Page:Soulié - Les Mémoires du Diable, 1858, tome I.djvu/380

Le texte de cette page a été corrigé et est conforme au fac-similé.
 Les corrections sont expliquées en page de discussion

les quatre associés épouvantés, est-ce qu’elle est des deux millions ?

— Non, non, Messieurs, reprit M. Rigot, je tiendrai ma parole ; les deux millions appartiendront à madame Peyrol ou à sa fille, mais j’ai décidé qu’il y aurait aussi un million pour madame Turniquel. Et ce million-là n’a pas de mauvaise chance ; car je le donnerai bien certainement à ma charmante sœur. Par conséquent, celui de vous qui réussira à lui plaire est sûr de son affaire ; vous n’avez qu’à voir si cela vous tente, vous avez jusqu’à demain au soir.

M. Rigot quitta la salle à manger sans ajouter un mot à cette nouvelle proposition, et laissa les concurrents dans une étrange perplexité.

— Diable ! fil l’avoué, voilà qui change étrangement les choses.

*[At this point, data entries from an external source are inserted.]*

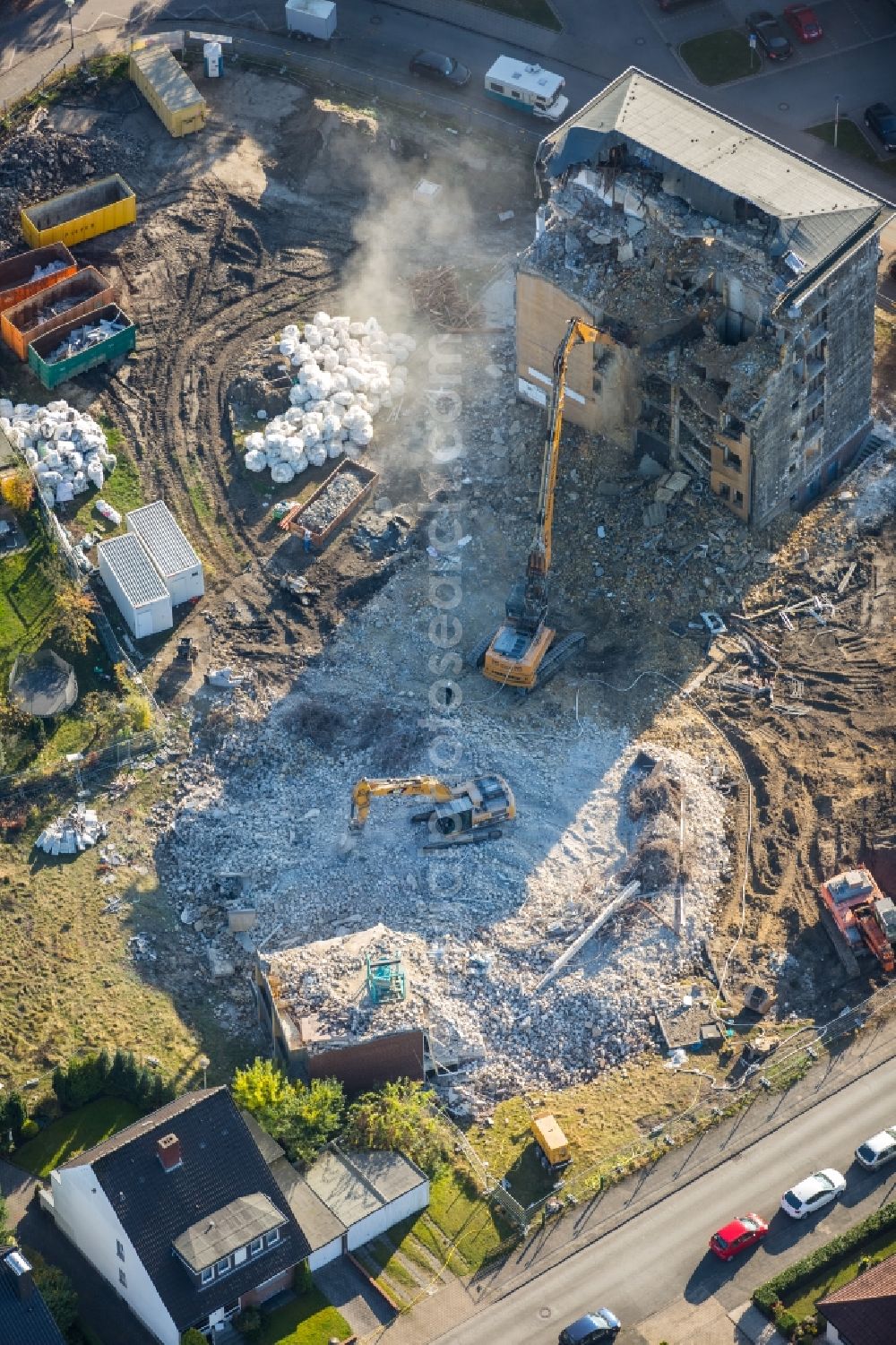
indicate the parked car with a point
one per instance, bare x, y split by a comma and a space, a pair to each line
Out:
804, 22
882, 120
769, 34
877, 1151
737, 1237
813, 1194
592, 1329
435, 65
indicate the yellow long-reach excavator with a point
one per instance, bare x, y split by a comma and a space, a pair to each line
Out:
523, 652
461, 813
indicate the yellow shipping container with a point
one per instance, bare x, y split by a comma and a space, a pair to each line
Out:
168, 91
83, 212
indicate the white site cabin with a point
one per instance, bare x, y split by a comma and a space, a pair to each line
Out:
528, 86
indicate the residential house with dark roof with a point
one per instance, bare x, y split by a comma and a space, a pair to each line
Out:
24, 1317
732, 282
863, 1312
182, 1216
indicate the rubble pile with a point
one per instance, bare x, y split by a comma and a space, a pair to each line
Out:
348, 373
477, 927
77, 832
65, 448
436, 295
38, 161
657, 858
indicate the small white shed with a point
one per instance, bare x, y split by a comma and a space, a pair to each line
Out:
172, 556
314, 18
131, 577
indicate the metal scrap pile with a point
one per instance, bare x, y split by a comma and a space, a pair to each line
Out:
437, 295
80, 830
38, 161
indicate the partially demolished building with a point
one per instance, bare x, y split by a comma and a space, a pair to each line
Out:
735, 279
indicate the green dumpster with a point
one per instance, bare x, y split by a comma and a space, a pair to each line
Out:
56, 372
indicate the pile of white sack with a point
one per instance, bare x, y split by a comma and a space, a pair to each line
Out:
65, 450
348, 372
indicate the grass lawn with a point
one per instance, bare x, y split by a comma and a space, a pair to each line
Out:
121, 490
26, 600
74, 1133
802, 1304
464, 1221
852, 142
720, 56
534, 11
307, 1320
67, 982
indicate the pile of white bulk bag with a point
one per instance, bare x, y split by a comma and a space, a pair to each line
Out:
346, 373
65, 448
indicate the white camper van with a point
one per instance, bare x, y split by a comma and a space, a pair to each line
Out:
530, 88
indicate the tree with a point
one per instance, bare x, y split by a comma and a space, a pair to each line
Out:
73, 628
399, 1117
56, 1291
297, 1117
308, 1118
13, 1117
260, 1089
18, 490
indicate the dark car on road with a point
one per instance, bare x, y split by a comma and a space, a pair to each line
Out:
770, 35
592, 1329
435, 65
882, 120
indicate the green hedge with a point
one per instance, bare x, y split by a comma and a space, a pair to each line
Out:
801, 1272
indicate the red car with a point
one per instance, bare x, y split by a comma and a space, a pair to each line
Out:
804, 22
737, 1237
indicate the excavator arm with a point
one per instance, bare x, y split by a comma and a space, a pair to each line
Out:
409, 787
577, 332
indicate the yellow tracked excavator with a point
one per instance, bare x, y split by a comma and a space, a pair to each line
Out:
523, 652
459, 814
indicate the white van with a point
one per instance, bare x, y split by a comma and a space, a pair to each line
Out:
529, 88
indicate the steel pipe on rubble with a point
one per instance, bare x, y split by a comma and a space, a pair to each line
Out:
625, 894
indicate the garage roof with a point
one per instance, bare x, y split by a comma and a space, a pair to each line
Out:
358, 1183
134, 569
318, 1223
168, 547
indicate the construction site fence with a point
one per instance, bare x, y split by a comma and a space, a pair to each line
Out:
788, 1065
67, 773
786, 1068
324, 73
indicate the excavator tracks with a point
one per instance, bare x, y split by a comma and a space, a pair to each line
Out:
558, 654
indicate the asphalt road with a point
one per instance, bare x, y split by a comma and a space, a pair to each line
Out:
660, 1255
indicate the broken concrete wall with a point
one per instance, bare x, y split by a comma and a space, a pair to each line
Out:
603, 381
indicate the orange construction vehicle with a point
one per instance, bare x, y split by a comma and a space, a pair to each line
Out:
863, 913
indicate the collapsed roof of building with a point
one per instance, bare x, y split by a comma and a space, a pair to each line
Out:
677, 228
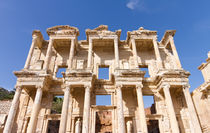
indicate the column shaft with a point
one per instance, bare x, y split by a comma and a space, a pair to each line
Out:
12, 111
28, 60
86, 111
170, 108
191, 109
141, 109
116, 51
135, 56
48, 55
121, 121
71, 53
157, 54
90, 53
175, 52
35, 111
64, 113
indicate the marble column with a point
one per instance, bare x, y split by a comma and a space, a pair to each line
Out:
64, 113
175, 52
135, 56
35, 111
120, 113
170, 108
157, 53
86, 110
116, 53
13, 111
78, 126
90, 51
191, 109
141, 108
71, 53
28, 60
48, 55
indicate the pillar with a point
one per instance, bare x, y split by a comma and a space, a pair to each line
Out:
35, 111
90, 51
135, 56
157, 53
48, 55
64, 113
120, 113
170, 108
171, 40
12, 111
78, 126
191, 109
86, 110
116, 52
141, 108
28, 60
71, 53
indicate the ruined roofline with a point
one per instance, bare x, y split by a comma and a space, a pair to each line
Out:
140, 32
165, 38
63, 30
102, 30
203, 65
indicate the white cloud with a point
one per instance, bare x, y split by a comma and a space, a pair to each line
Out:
132, 4
137, 5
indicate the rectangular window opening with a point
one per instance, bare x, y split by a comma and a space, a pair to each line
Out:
145, 68
59, 72
149, 105
57, 104
153, 126
53, 126
103, 72
103, 99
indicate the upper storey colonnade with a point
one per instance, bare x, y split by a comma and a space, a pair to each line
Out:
102, 47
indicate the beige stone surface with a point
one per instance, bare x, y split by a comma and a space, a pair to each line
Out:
201, 97
127, 83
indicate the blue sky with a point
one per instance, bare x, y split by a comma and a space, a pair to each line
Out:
191, 19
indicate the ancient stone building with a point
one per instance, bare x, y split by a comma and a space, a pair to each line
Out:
201, 97
38, 84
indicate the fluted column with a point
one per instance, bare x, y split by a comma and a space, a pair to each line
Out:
157, 53
64, 113
170, 108
78, 126
35, 111
134, 52
116, 52
90, 51
175, 52
13, 111
120, 113
48, 55
71, 53
86, 110
191, 109
141, 108
28, 60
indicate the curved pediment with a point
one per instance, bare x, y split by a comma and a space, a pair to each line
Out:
141, 32
102, 31
63, 30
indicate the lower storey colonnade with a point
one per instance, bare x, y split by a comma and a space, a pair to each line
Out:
83, 121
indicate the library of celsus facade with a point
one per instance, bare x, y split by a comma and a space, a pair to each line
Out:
80, 84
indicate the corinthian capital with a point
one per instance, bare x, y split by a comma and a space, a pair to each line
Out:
165, 85
139, 86
118, 86
186, 86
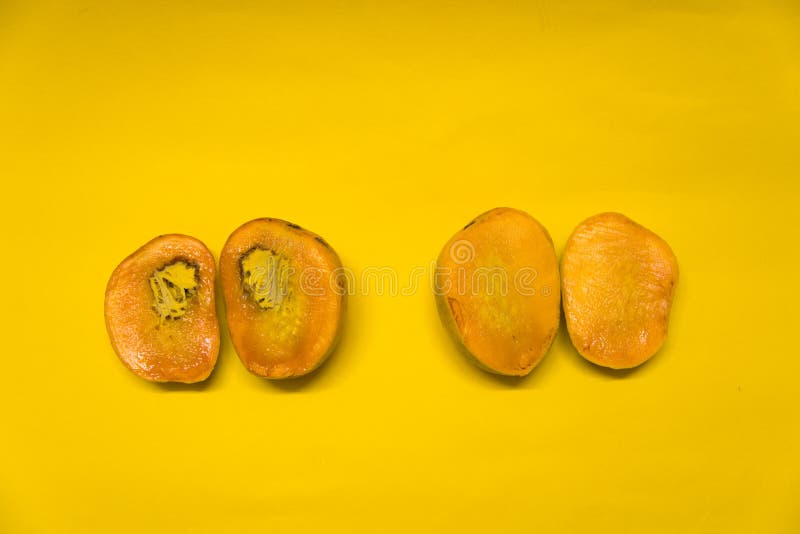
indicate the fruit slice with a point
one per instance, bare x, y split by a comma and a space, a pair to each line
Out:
618, 279
160, 310
285, 297
497, 290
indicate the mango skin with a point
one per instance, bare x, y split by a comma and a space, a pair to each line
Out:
618, 282
536, 327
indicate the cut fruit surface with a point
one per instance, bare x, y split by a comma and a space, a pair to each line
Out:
285, 297
497, 290
618, 280
160, 310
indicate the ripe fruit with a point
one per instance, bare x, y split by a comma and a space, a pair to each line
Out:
160, 310
618, 280
497, 290
285, 297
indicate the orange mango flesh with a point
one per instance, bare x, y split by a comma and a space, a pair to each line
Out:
160, 310
284, 296
618, 280
507, 329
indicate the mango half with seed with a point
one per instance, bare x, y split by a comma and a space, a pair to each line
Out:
497, 291
285, 297
160, 310
618, 280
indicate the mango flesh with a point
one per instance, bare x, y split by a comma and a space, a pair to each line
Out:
160, 310
618, 281
497, 288
284, 296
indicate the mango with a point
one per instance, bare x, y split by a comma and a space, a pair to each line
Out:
160, 310
618, 281
498, 291
285, 297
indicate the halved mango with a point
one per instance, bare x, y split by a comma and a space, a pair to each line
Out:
497, 290
285, 297
618, 279
160, 310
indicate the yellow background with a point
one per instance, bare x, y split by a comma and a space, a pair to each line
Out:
385, 127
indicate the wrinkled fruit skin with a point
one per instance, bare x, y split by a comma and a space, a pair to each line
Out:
285, 297
160, 310
618, 281
509, 333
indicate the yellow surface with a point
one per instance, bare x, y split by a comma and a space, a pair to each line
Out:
385, 127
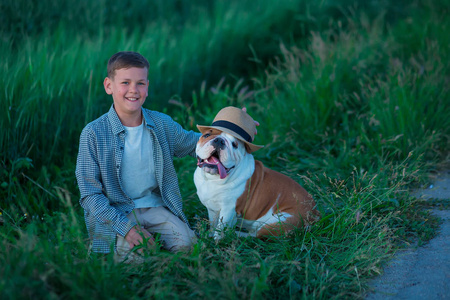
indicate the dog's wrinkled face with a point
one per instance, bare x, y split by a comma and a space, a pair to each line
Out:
218, 153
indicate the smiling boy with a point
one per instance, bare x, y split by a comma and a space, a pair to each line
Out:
127, 180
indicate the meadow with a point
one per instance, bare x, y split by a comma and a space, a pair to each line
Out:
353, 101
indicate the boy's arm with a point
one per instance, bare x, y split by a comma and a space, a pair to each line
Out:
92, 197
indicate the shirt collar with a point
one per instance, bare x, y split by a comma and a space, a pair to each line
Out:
118, 127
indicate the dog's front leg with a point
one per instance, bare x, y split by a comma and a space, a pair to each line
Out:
227, 218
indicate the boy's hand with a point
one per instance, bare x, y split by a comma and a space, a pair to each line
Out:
136, 236
256, 122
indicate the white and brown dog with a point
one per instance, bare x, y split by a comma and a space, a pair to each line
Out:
237, 190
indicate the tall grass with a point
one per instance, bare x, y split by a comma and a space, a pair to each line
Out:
353, 103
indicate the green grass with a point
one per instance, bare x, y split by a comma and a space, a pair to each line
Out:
353, 102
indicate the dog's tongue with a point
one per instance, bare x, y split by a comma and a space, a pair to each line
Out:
220, 167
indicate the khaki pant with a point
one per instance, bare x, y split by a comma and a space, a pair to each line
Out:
175, 234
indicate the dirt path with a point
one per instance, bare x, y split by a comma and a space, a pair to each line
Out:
424, 272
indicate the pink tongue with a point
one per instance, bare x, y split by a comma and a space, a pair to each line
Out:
222, 171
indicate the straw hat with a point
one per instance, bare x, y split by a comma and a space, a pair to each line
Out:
236, 122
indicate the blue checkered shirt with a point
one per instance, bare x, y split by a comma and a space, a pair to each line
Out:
103, 199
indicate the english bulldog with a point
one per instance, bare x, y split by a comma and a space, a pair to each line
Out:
238, 190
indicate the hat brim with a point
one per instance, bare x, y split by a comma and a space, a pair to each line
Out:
250, 147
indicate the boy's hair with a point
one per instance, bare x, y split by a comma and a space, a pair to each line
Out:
125, 60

— Est-ce que vous auriez le courage d’affronter la grand’mère ? dit M. de Lémée.

— Je crois que c’est au-dessus des forces humaines, repartit le clerc de notaire.

— Bah ! dit M. Furnichon, on a vu des choses plus extraordinaires que cela, et si pour ma part j’étais sûr de réussir…

— Oui ; mais je vous préviens que vous ne réussirez pas, dit M. Bador. Il y a de par le monde un certain Petit-Pierre, postillon à Mourt, qui a été dans les bonnes grâces de mademoiselle Rigot avant qu’elle fût madame Turniquel, et celui-là, je crois, aura la préférence.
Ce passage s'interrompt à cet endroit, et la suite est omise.